Tratto da Macerata tra storia e storie
di Fernando Pallocchini
A Macerata sono nati Franco Graziosi, Silvio Spaccesi e Oreste Calabresi, tre autorevoli interpreti del teatro italiano contemporaneo. Un nome meno noto è quello di Uberto Palmarini, attore teatrale e cinematografico che nacque a Macerata nel 1883. Iniziò a lavorare con diverse compagnie finché nel 1919 ne formò una propria: la Palmarini-Campa, con la quale toccò i principali teatri d’Italia proponendo un repertorio di “cassetta” con piéce come “Nido altrui” di Benavente (1918) e “Lorenzino” di Forzano (1921). Palmarini si segnala però al pubblico e alla critica per ruoli brillanti e impegnati in allestimenti come “Zio Vania” di Anton Cechov, rappresentato nel 1922 per la prima volta in Italia proprio dal gruppo del nostro con il titolo, ritenuto allora per gl’italiani più accattivante, di “Zio Giovanni” e con “Topaze” di Pagnol (1929). Memorabili le “buone cannonate sparate” (così scrisse la critica) nel ruolo di Paolino in “L’uomo, la bestia e la virtù” di Pirandello, allestita nel 1926 dalla compagnia di Marta Abba della quale Uberto era entrato a far parte.

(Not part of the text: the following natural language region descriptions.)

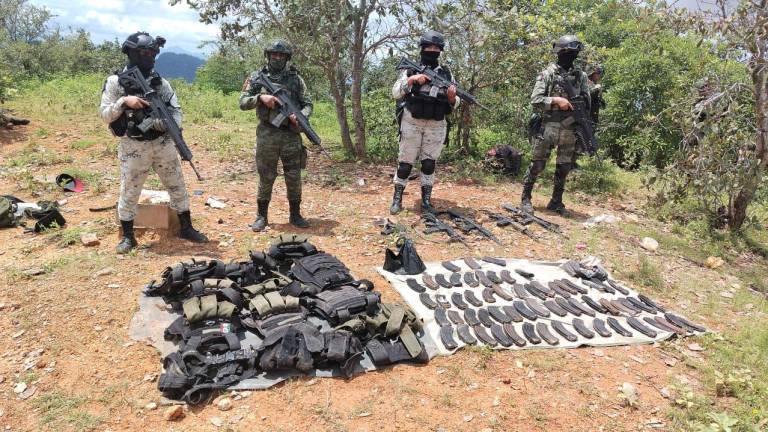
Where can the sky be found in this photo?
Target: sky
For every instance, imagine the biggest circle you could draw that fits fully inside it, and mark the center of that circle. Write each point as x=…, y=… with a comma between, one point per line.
x=110, y=19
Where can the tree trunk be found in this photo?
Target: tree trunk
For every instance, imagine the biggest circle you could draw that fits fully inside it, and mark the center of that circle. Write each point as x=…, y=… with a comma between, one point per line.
x=739, y=203
x=358, y=54
x=338, y=93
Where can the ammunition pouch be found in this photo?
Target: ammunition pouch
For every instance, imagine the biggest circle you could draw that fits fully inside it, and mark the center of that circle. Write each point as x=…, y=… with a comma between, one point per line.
x=317, y=273
x=263, y=305
x=341, y=304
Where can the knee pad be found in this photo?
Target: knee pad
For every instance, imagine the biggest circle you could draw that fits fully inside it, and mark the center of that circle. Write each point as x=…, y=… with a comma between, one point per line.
x=404, y=170
x=428, y=166
x=563, y=169
x=537, y=167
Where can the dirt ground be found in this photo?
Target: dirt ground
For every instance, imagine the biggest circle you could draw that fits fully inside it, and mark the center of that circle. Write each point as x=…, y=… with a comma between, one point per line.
x=65, y=331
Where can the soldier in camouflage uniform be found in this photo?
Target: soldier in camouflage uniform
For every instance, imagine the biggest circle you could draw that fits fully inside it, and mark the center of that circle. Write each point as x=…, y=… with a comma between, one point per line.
x=282, y=143
x=558, y=125
x=423, y=126
x=141, y=151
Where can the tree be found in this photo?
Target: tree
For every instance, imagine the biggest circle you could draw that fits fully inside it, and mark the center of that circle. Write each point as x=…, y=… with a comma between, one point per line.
x=23, y=22
x=339, y=36
x=740, y=34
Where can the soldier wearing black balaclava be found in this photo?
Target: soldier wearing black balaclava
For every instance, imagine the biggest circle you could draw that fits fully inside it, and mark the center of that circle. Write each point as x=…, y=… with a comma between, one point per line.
x=140, y=151
x=550, y=99
x=423, y=125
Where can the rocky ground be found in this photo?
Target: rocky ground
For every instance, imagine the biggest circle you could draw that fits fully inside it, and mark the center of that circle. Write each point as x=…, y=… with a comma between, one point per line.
x=67, y=363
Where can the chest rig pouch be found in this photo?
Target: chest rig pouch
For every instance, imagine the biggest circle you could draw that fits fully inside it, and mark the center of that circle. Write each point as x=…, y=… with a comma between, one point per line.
x=128, y=122
x=428, y=102
x=316, y=273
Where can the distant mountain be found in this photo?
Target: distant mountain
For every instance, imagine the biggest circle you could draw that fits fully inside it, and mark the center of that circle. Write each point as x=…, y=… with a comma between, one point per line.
x=173, y=65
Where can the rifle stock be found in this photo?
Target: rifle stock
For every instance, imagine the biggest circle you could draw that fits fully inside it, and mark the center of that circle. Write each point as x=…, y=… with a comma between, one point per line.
x=439, y=81
x=160, y=111
x=288, y=107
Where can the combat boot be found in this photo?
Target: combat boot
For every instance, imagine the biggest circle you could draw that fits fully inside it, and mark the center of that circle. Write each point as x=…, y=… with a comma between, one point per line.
x=397, y=200
x=426, y=196
x=296, y=219
x=187, y=232
x=556, y=203
x=260, y=224
x=525, y=201
x=128, y=241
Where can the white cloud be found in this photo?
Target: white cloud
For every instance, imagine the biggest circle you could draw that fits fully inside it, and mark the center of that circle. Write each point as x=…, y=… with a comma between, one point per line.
x=116, y=19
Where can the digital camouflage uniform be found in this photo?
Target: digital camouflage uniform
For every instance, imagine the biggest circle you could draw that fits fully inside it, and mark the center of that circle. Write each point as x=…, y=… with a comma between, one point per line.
x=282, y=143
x=137, y=158
x=141, y=150
x=557, y=127
x=423, y=126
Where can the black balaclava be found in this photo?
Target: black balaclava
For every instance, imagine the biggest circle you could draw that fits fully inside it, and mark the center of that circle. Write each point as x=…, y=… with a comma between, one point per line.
x=276, y=65
x=566, y=58
x=145, y=63
x=429, y=58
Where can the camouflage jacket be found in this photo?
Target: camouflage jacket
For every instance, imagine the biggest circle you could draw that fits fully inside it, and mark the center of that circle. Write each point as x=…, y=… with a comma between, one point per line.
x=546, y=87
x=113, y=94
x=289, y=79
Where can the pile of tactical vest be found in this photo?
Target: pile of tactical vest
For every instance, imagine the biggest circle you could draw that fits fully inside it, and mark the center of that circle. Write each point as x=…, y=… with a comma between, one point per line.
x=304, y=306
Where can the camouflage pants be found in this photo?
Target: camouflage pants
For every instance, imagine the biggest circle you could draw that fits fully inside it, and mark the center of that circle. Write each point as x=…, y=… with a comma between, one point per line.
x=555, y=135
x=273, y=145
x=420, y=139
x=136, y=159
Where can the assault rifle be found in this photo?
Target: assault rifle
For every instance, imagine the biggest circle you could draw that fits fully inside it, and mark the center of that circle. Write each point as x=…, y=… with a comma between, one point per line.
x=159, y=111
x=581, y=114
x=434, y=225
x=527, y=218
x=437, y=80
x=467, y=224
x=503, y=221
x=288, y=107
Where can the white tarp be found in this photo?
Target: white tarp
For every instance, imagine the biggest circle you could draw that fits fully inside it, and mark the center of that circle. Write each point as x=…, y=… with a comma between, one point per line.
x=544, y=272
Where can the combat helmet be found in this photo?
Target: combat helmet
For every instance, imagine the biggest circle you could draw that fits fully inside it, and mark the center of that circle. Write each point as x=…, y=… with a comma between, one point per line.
x=142, y=40
x=432, y=37
x=567, y=43
x=279, y=45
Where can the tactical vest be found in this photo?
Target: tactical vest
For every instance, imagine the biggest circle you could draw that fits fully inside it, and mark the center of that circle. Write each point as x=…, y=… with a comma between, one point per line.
x=128, y=122
x=289, y=80
x=556, y=89
x=427, y=101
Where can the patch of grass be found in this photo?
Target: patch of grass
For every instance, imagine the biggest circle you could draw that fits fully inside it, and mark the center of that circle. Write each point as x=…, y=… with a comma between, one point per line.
x=64, y=237
x=735, y=379
x=647, y=274
x=59, y=411
x=37, y=156
x=82, y=144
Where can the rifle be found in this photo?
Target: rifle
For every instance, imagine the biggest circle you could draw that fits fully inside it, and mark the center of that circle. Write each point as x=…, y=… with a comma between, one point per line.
x=503, y=221
x=434, y=225
x=438, y=81
x=288, y=107
x=466, y=224
x=580, y=113
x=159, y=111
x=527, y=218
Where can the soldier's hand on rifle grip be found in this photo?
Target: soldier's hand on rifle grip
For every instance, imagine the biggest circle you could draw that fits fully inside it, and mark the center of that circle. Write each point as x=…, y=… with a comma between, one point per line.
x=451, y=94
x=417, y=79
x=269, y=101
x=562, y=103
x=135, y=102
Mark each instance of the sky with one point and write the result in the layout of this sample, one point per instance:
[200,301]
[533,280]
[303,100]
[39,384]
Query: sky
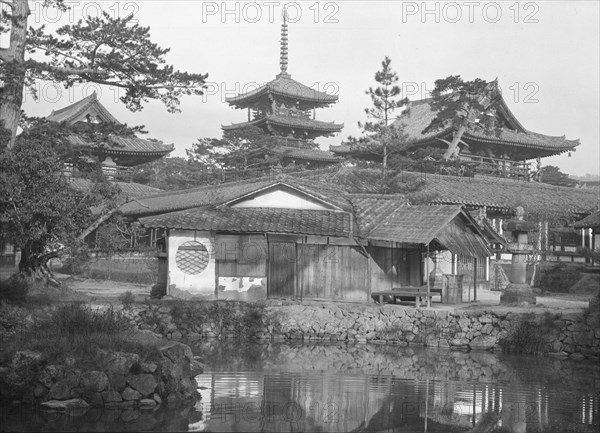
[545,55]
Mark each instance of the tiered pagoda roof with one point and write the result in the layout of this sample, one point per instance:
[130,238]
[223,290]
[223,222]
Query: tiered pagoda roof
[282,106]
[126,151]
[283,86]
[514,140]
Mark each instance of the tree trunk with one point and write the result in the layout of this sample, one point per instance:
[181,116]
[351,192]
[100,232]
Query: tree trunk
[453,146]
[96,224]
[34,267]
[384,162]
[13,61]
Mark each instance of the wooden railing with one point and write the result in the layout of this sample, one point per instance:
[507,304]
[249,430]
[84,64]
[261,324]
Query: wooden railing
[114,173]
[500,167]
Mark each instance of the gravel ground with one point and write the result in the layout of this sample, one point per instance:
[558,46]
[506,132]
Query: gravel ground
[98,290]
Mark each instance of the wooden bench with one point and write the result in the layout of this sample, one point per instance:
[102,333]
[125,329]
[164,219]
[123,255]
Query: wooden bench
[417,294]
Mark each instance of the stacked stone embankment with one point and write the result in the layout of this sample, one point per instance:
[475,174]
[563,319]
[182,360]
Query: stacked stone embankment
[567,335]
[120,380]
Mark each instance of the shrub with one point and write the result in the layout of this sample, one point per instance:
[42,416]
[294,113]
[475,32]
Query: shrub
[127,299]
[529,335]
[158,291]
[12,319]
[79,331]
[15,289]
[76,319]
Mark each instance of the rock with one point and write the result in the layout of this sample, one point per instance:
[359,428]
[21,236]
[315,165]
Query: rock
[95,399]
[144,383]
[117,381]
[121,363]
[60,391]
[74,406]
[148,403]
[130,415]
[111,396]
[148,367]
[196,367]
[40,391]
[94,381]
[459,342]
[26,359]
[50,374]
[73,377]
[130,394]
[482,342]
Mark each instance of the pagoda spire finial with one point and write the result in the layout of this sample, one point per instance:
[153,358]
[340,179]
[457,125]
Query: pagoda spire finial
[283,59]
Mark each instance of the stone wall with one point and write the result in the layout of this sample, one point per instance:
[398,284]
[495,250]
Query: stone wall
[120,380]
[573,335]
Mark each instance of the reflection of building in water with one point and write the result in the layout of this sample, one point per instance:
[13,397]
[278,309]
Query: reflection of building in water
[285,401]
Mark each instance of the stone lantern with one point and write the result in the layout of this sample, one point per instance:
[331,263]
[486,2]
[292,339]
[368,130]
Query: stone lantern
[518,292]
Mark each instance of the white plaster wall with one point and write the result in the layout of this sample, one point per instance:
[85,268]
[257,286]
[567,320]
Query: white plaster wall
[281,199]
[202,284]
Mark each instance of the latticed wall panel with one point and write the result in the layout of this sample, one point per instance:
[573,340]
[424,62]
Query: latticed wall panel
[192,257]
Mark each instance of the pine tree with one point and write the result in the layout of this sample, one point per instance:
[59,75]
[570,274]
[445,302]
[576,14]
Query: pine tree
[465,106]
[106,50]
[383,138]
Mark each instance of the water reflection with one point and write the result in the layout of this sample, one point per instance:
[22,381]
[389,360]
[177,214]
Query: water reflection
[343,388]
[359,388]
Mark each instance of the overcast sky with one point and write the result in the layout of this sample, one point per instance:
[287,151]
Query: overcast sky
[544,53]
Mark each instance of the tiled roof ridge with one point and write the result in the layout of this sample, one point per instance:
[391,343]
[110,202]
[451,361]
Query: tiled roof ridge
[82,105]
[382,196]
[415,208]
[83,101]
[284,81]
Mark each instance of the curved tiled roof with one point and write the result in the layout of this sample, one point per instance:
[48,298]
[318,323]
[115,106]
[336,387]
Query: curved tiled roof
[304,153]
[292,122]
[589,222]
[118,145]
[503,194]
[249,220]
[493,192]
[129,190]
[129,145]
[214,195]
[76,111]
[420,115]
[287,87]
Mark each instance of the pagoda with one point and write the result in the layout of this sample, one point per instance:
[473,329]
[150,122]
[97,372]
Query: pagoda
[506,154]
[285,108]
[118,151]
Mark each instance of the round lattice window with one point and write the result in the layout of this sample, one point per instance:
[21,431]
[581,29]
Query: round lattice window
[192,257]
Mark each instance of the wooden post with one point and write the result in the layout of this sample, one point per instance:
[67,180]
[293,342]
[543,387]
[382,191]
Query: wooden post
[474,279]
[427,276]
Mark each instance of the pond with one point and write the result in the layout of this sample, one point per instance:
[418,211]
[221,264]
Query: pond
[340,387]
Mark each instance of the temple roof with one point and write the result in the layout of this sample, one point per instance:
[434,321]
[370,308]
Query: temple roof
[291,122]
[80,109]
[590,221]
[286,87]
[308,222]
[304,153]
[125,146]
[420,116]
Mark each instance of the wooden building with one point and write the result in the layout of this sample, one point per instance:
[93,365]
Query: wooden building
[286,109]
[590,233]
[294,238]
[507,155]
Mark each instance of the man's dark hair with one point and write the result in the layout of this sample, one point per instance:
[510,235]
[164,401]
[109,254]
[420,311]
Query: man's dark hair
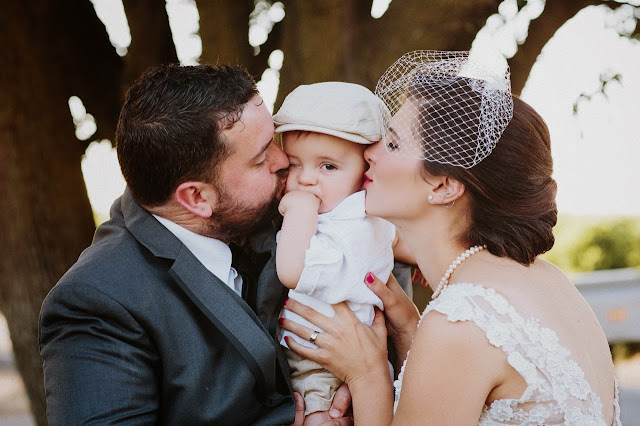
[512,193]
[169,130]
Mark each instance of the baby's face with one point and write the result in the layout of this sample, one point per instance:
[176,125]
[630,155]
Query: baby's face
[326,166]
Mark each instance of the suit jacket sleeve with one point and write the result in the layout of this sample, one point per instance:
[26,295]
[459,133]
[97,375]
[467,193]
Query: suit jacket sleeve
[99,359]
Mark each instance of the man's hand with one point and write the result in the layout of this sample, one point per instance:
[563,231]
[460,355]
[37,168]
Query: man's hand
[300,200]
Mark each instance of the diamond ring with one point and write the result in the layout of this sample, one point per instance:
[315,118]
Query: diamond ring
[314,336]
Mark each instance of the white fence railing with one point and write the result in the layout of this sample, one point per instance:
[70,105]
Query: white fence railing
[614,296]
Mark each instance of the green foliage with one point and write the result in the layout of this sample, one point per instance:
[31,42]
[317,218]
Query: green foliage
[588,244]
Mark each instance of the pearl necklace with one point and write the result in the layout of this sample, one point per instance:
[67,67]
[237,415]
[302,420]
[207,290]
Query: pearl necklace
[445,279]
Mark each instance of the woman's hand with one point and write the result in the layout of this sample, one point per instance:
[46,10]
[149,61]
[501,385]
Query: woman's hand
[401,314]
[347,348]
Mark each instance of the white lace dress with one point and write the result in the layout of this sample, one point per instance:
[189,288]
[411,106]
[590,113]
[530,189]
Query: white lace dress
[556,393]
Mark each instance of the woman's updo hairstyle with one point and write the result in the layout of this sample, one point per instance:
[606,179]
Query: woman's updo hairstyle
[512,205]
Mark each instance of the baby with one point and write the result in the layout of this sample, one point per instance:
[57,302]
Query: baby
[327,243]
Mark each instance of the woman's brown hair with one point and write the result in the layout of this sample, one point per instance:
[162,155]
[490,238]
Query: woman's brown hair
[512,205]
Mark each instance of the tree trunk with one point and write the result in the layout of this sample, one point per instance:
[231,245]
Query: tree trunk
[151,39]
[339,40]
[541,29]
[46,217]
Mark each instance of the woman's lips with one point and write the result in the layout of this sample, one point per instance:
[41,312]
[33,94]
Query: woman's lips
[366,181]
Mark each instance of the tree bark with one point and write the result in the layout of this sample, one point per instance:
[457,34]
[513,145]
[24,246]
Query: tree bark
[339,40]
[151,39]
[224,31]
[46,217]
[541,29]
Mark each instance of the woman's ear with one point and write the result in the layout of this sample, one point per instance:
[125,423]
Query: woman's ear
[446,190]
[198,198]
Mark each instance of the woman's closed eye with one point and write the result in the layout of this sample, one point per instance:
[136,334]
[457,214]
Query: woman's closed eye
[328,167]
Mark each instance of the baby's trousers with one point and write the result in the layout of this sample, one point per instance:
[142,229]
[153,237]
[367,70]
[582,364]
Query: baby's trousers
[313,382]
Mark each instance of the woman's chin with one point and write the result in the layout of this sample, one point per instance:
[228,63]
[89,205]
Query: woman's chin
[372,208]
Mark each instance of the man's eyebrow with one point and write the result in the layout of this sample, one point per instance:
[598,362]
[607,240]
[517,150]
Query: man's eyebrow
[262,150]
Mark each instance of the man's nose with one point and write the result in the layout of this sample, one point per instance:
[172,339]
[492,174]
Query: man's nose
[281,160]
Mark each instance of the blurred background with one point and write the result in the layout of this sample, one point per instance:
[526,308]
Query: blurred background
[66,66]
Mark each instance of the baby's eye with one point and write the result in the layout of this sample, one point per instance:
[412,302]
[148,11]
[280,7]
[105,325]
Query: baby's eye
[328,166]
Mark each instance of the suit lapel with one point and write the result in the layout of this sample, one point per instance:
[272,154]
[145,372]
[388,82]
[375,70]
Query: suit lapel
[225,309]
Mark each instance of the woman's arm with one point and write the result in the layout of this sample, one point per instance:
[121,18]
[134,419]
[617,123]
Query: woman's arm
[401,315]
[354,353]
[300,211]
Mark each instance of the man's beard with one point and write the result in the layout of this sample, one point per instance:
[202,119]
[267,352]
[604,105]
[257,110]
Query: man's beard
[234,221]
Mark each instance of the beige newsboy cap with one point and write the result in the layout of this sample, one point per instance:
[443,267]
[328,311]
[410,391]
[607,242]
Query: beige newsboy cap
[345,110]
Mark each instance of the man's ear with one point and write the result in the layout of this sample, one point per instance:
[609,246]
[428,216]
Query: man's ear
[198,198]
[446,190]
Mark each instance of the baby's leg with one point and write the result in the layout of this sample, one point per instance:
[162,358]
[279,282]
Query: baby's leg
[316,385]
[317,418]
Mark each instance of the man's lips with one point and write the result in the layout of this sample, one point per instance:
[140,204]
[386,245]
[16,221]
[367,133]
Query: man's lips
[367,180]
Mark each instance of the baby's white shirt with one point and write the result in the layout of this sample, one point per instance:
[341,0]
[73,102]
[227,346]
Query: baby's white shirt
[346,246]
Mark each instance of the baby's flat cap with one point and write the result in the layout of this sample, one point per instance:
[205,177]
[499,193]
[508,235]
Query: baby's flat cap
[345,110]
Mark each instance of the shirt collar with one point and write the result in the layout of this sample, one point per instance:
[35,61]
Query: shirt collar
[213,254]
[351,207]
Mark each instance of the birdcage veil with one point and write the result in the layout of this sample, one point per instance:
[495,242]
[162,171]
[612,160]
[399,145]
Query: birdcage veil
[446,108]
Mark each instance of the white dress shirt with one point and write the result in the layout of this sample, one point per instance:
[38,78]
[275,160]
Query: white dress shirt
[213,254]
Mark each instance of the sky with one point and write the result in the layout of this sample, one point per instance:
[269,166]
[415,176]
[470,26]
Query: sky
[595,149]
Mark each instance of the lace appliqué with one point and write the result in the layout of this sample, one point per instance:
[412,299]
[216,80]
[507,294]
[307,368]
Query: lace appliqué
[556,393]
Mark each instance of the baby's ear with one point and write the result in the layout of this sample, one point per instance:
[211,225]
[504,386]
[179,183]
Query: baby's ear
[198,198]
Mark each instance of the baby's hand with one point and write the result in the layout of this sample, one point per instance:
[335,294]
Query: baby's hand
[299,200]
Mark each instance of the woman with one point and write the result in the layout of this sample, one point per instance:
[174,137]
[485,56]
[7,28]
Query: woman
[464,173]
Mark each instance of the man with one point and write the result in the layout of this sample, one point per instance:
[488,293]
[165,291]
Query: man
[153,324]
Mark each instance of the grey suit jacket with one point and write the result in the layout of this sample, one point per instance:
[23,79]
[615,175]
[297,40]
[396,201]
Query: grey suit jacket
[139,332]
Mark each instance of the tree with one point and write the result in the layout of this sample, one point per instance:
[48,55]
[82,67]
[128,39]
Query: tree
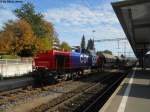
[56,43]
[42,29]
[107,52]
[18,38]
[83,44]
[65,46]
[90,45]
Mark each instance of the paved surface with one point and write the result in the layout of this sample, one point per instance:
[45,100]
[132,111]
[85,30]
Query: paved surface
[133,94]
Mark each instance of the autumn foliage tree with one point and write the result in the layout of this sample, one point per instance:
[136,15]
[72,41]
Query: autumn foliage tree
[29,34]
[19,38]
[42,29]
[65,46]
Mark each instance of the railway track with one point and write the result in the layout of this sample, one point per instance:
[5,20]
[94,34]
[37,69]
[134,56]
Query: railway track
[10,84]
[76,100]
[9,99]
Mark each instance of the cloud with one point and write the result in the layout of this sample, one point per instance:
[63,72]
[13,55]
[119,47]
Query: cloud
[5,15]
[81,15]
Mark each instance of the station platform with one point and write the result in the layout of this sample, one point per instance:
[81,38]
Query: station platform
[132,95]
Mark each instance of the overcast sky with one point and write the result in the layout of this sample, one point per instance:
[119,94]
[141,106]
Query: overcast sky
[73,18]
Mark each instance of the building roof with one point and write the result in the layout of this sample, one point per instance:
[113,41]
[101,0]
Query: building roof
[134,17]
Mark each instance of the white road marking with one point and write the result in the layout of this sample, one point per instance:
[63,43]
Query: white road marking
[126,94]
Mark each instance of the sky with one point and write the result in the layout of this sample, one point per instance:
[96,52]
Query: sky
[74,18]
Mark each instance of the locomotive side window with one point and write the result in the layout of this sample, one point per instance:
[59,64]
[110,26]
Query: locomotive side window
[60,61]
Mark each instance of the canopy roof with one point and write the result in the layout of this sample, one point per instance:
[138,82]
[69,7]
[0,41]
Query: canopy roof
[134,17]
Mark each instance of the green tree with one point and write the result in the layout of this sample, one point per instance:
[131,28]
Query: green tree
[90,44]
[83,44]
[65,46]
[42,29]
[107,52]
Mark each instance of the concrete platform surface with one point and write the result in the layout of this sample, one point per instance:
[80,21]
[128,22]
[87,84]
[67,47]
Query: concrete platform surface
[133,94]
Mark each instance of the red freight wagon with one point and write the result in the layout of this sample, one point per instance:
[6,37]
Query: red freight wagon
[52,60]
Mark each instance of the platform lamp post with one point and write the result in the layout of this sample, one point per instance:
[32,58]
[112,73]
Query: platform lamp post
[93,40]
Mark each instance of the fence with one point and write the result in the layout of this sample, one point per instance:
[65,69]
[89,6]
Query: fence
[15,67]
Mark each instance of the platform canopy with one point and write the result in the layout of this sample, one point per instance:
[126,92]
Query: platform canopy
[134,17]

Si guadagnò applausi e un po’ di gloria anche per le sue “ben ritagliate” interpretazioni cinematografiche in ruoli drammatici: lo stesso anno della sua morte, avvenuta a Milano nel 1934, recitò nel film storico “Lorenzino de’ Medici” (uscito nel 1935) di Guido Brignone, al fianco del grande attore austriaco Alexander Moissi. Tra i suoi compagni di set ebbe anche il mitico Amedeo Nazzari in “Ginevra degli Almieri”, diretto sempre da Guido Brignone nel 1932 (nel cast figuravano pure Elsa Merlini e Luigi Almirante, “mostri sacri” di allora). Fu protagonista, nei panni di San Francesco, del cortometraggio “Frate Sole” (1918, durata 73’) di Ugo Falena e Mario Corsi, la prima opera in celluloide sulla vita del fraticello d’Assisi, un caposaldo del cinema muto italiano che anticipò i capolavori firmati più tardi da Rossellini, Zeffirelli e Cavani che a questo film forse s’ispirarono.